| 要旨トップ | 目次 | 日本生態学会第65回全国大会 (2018年3月、札幌) 講演要旨
ESJ65 Abstract


一般講演(ポスター発表) P2-261  (Poster presentation)

高知県大豊町におけるニホンザルによる農業被害の現状

*中城海咲(高知大学)

日本の中山間地域においては、過疎化が進むとともに、ニホンザルが分布を拡大して農業被害が問題となっている。本研究では、高知県長岡郡大豊町の吉野川と南小川、徳島県との県境に囲まれた地域において、ニホンザルの分布変化と農業被害の状況を調べた。調査地には、東西に四国山地の尾根が走っており、地理的に北斜面と南斜面に分かれている。ニホンザルの目撃と農業被害の情報を集めるため、調査地において質問紙調査と聞き込み調査を行なった。その結果、ニホンザルが目撃された地点は標高800 m以下であった。調査地におけるニホンザルの分布拡大は、目撃された年代情報を基に、尾根を回り込むように北斜面から南斜面に分布を広げていったことが示唆された。地理情報の解析から、高い標高とともに大きな傾斜角度がニホンザルの分布拡大の障壁になっていたと考えられる。
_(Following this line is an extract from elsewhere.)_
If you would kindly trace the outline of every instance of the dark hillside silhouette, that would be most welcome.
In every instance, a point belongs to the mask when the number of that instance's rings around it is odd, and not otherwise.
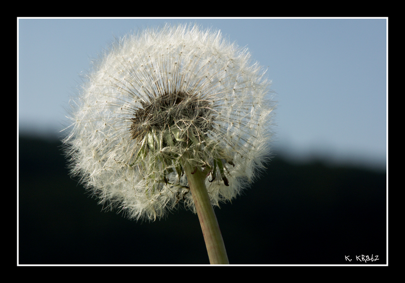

ニホンザルの目撃地点は、10年以上前から目撃されている北斜面では民家の中心地と標高差がなかったのに対して、近年目迎され始めた南斜面では民家の中心地よりも標高が高かった。また、北斜面の方が南斜面より獣害対策を施している割合と強度が高かった。現状では、ニホンザルが目撃される頻度が高まると獣害対策を講じていると推察され、獣害対策が後手に回っていることが示唆された。今後は早期対策することや、被害情報を共有することでニホンザルによる農業被害を予防軽減できる可能性がある。